Sebarkan Fakta dari Ukraina

Tidak hanya menjalani hidup di tengah perang, sebagai upaya untuk memberitakan apa yang sesungguhnya terjadi di Ukraina langsung dari kacamata warga Indonesia di sana, Pepi Aprianti Utami lalu memutuskan untuk membuat "Radio Ukraina" di Instagram dan YouTube.

Diaspora Indonesia, Pepi Aprianti Utami, pendiri Radio Ukraina di Kyiv, Ukraina (dok: Pepi Aprianti Utami)

Semua ini berawal dari berbagai pertanyaan seputar pemberitaan di media massa yang kerap berdatangan dari keluarga dan temannya di Indonesia.

“Mereka tanya, ‘Ini bener nggak?’ ‘Itu betul nggak?’ Terus saya lihat, ‘Kok begini amat gitu judulnya’ dan nggak sesuai dengan yang saya lihat di sini. Terus saya telusuri-telusuri, ternyata memang mereka mengambil sumber itu kebanyakan dari media massa Rusia dan pemerintah Rusia,” cerita Pepi.

Pepi mengaku melakukan ini bukan untuk Ukraina, melainkan untuk warga Indonesia yang ingin mengetahui apa yang sebenarnya terjadi. Namun, siapa yang menyangka jika usahanya ini malah mendatangkan berbagai komentar yang negatif dan membuatnya sedih.

Tidak hanya itu, tidak sedikit yang menuduhnya dibayar dan menjadi antek.

“Kita ada di negara yang sedang dianiaya oleh penjajah, terus kita istilahnya ngadu di sosial media. Tahunya, netizen kita yang setanah air dan sedarah Indonesia, malah seolah-olah kayak senang gitu kita diteror seperti itu,” ujarnya.

Bantu Ukraina dari Indonesia

Usaha untuk memberitakan fakta dan kebenaran tentang apa yang terjadi di Ukraina juga dilakukan oleh Vanda Sakina yang dulu sempat tinggal di Kyiv, Ukraina, bersama keluarganya.

Melihat kondisi yang semakin menyeramkan di awal invasi, Vanda dan keluarganya memutuskan untuk mengungsi ke Indonesia.

“Karena keadaannya menyeramkan. Menyeramkan dan kebetulan kan juga saya suaminya kan orang Indonesia ya, jadi enggak punya alasan untuk (tinggal-lah). Jadi, lebih baik demi kebaikan semuanya, sekeluarga, keselamatan bersama ya, kami memutuskan untuk pulang ke Indonesia.”

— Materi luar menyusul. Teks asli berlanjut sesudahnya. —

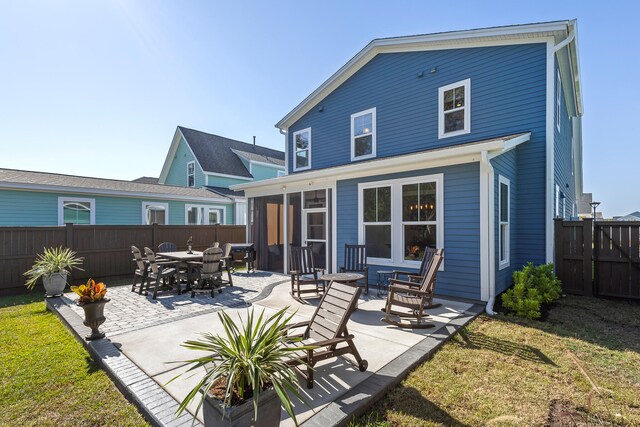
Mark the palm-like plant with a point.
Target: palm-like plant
(51, 261)
(250, 357)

Keluarga Denny Fachry dan Vanda Sakina, WNI di Kyiv, Ukraina

Kini, Vanda yang menetap di Jakarta kerap membantu kedutaan Ukraina di Indonesia dalam menyumbangkan informasi dan “berusaha memberikan fakta” yang sebenarnya terjadi.

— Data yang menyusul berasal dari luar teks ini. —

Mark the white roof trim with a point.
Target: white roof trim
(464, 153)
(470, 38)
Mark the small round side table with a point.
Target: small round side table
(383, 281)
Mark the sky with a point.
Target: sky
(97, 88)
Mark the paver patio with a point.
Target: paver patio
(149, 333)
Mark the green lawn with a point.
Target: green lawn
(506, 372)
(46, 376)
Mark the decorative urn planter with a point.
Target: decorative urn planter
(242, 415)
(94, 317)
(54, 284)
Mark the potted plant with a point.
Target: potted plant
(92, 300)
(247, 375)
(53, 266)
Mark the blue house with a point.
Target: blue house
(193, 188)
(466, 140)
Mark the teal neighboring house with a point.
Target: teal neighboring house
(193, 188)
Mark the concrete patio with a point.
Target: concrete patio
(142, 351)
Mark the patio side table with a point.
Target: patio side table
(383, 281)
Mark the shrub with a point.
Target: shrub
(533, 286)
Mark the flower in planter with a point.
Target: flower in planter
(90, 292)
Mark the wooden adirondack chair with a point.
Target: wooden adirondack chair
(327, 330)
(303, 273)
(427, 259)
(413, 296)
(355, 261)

“Awal-awal kan dibilang nggak ada yang meninggal, nggak ada nggak yah mati lah (warga) sipil. Begitu lah, kan yang berita di Indonesia kan,” jelas Vanda kepada VOA.

Vanda Sakina, Denny Fachry dan kedua anak mereka saat berada di perjalanan, mengungsi dari Kyiv, Ukraina ke Bucharest, Rumania (dok: Denny Fachry)

Vanda yang sempat tinggal selama satu tahun di Ukraina mengatakan bahwa ia juga sering mendapat ancaman dan “dikata-katain.”

“Ngatain pelacur juga ada, itu awal-awal gitu ya karena saya tinggal di Ukraina,” ceritanya.

Ia pun sempat merasa syok melihat pemberitaan yang menyebar di Indonesia, yang menurutnya berbeda dengan kenyataan yang terjadi di Ukraina.

“Saya enggak peduli. Memang saya di sana, memang saya (mengalami), memang saya merasakan ada yang aneh,” ujarnya.

Walau masih meninggalkan sebagian besar barang-barangnya di Ukraina, Vanda belum tahu kapan akan kembali ke sana, mengingat tidak tahu kapan perang ini akan berakhir.

“Tapi suatu saat nanti saya pasti ke Ukraina, karena barang-barang saya masih di sana. Banyak hal yang harus saya urus di sana,” jelasnya.

Kontribusi untuk Ukraina

Setelah hidup dalam keadaan yang mencekam dalam satu tahun belakangan ini, Maysaroh mengaku merindukan adanya kedamaian.

“Tapi kita dalam kondisi ini tidak bisa lari dari kenyataan, kita harus jalani sampai tuntas,” ujar Maysaroh.

Tidak ada yang tahu kapan perang ini akan berakhir. Walau begitu, Pepi mengatakan akan terus berkontribusi untuk Ukraina. Harapannya adalah agar perang selesai.

“Saya punya keinginan untuk menjadi saksi mata menyaksikan kemenangan Ukraina. Bagaimana perjuangan rakyat Ukraina untuk mempertahankan negaranya,” pungkasnya. [di/np/dw]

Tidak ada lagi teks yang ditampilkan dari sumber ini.